In August, I appeared before a public hearing of the Senate Inquiry into Funding for Research into Cancers with Low Survival Rates. With me was Jill Emberson, an ABC journalist living with ovarian cancer.

Together we spoke to the Senate Committee about the reality of ovarian cancer, the dramatic and life-changing impact it has upon those it affects and the projects Ovarian Cancer Australia wants to see action on to improve outcomes for those diagnosed with ovarian cancer.

I brought to the Senate Committee a blueprint for unifying ovarian cancer research in Australia, in the form of the Ovarian Cancer Australia National Action Plan. This outlines several Ovarian Cancer Australia projects; some that require funding, and others that we have initiated independently or collaboratively in order to help save women’s lives and ensure that no woman with ovarian cancer walks alone.
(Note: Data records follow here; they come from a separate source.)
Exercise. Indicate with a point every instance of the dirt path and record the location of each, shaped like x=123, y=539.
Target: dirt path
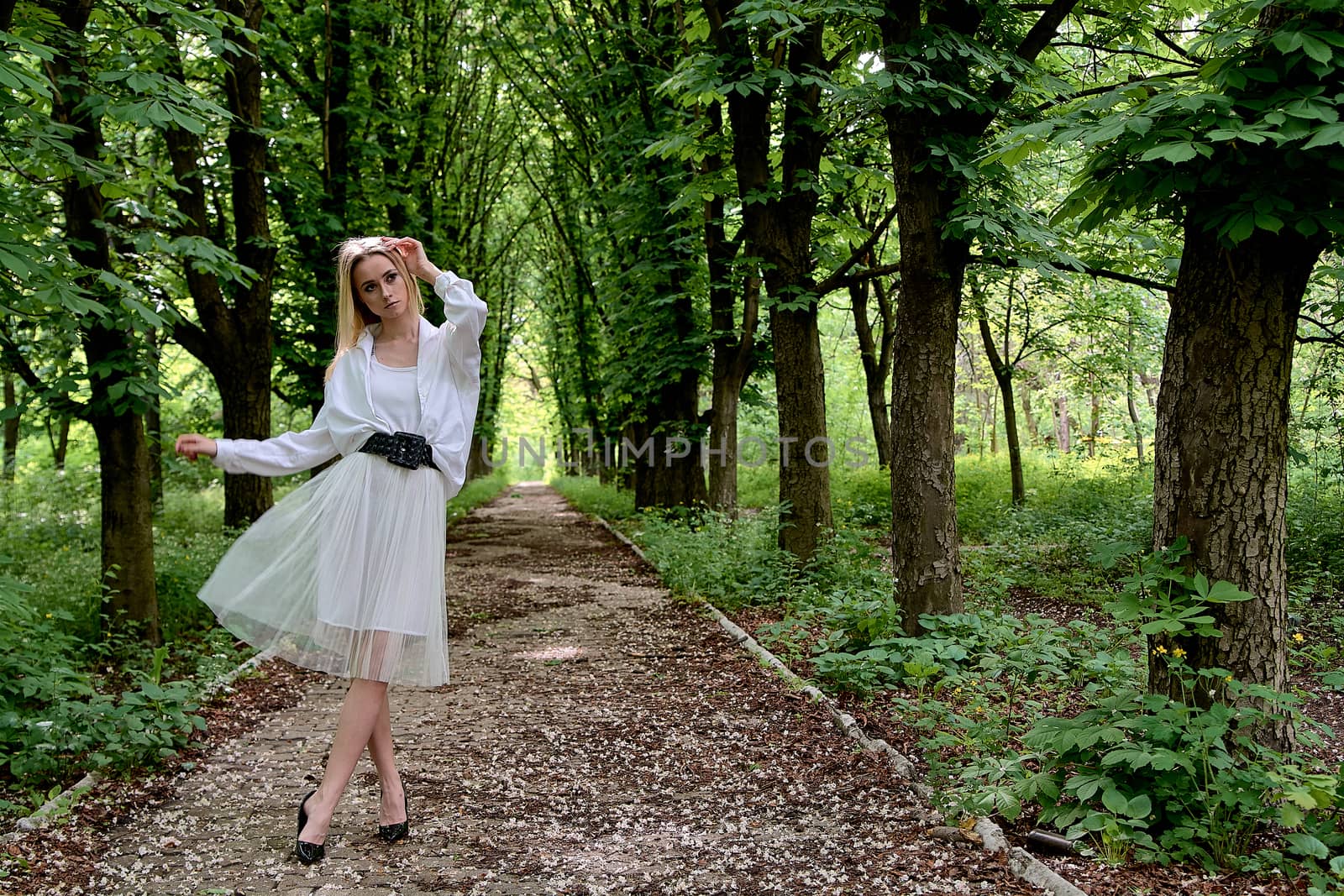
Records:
x=597, y=738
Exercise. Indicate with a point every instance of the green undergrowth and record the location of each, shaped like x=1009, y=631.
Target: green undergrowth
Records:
x=76, y=698
x=1028, y=719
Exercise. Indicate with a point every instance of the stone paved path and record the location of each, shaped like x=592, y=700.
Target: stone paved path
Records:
x=597, y=738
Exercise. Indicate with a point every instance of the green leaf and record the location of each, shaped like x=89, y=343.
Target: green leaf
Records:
x=1304, y=844
x=1316, y=50
x=1115, y=801
x=1171, y=152
x=1327, y=136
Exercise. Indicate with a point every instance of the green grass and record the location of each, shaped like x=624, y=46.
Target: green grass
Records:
x=476, y=493
x=591, y=496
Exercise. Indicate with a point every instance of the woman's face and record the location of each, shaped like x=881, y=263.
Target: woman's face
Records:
x=381, y=286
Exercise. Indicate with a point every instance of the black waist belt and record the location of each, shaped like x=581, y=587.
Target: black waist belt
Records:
x=402, y=449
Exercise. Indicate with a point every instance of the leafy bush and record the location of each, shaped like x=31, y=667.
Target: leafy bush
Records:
x=1176, y=778
x=54, y=723
x=745, y=567
x=591, y=496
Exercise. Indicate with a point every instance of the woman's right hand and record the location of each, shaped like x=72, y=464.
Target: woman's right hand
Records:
x=192, y=446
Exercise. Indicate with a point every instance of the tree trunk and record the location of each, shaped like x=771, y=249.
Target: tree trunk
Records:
x=234, y=338
x=154, y=426
x=1095, y=425
x=804, y=449
x=128, y=550
x=1062, y=430
x=1005, y=376
x=128, y=537
x=11, y=427
x=1221, y=450
x=1027, y=414
x=1133, y=414
x=60, y=441
x=927, y=558
x=734, y=354
x=734, y=345
x=875, y=354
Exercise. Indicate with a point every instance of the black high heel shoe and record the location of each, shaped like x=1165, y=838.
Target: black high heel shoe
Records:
x=308, y=853
x=391, y=833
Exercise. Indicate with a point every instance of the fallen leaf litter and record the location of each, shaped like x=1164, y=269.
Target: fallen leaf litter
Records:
x=597, y=738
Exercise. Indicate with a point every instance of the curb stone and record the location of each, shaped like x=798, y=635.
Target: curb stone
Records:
x=1023, y=864
x=44, y=815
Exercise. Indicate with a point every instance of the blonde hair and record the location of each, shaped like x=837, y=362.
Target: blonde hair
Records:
x=353, y=316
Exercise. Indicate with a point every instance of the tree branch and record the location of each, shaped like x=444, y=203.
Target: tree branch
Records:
x=837, y=278
x=1101, y=273
x=1095, y=92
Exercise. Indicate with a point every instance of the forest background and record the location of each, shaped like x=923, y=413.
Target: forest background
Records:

Highlights of the National Action Plan include:

  • The need for a National Clinical Quality Registry, which would collect data from women with ovarian cancer and analyse it to give important insights into how different treatment centres are performing against clinical benchmarks and how the performance can be improved.
  • Traceback, a project that could prevent 800 ovarian cancers and 2,500 breast cancers by identifying women who have had ovarian cancer but have not been tested for the BRCA gene mutation.
  • The Australian Ovarian Cancer Study, which is a collaboration between the Peter MacCallum Cancer Centre, the University of Melbourne, the Queensland Institute of Medical Research and Westmead Hospital which calls upon data from more than 2500 women with ovarian cancer and uses this data to identify environmental and genetic risk factors for ovarian cancer.

We know that ovarian cancer is not just one disease; it has multiple subtypes, each with different cellular appearances, molecular characteristics and outcomes. It is therefore imperative that the detection, treatment and research of ovarian cancer reflects this diversity. The Ovarian Cancer Alliance for Signal-Seeking Research, better known as OASIS, has been created to improve treatments for ovarian cancer by optimising treatments for each subtype. This initiative is an initiative of ANZGOG, the Australia New Zealand Gynaecologic Oncology Group. It also involves Ovarian Cancer Australia and the Australian Ovarian Cancer Study.

At Ovarian Cancer Australia we want all Australians to know the signs and symptoms of ovarian cancer and understand the significance of family history in detecting the disease. We are hoping the Select Inquiry will lead to a more coordinated approach to research and, consequently, better outcomes for women diagnosed with ovarian cancer.

I want to thank Jill Emberson for attending the hearing with me, for her eloquence and candour in sharing her story, and for representing the women affected by this insidious disease.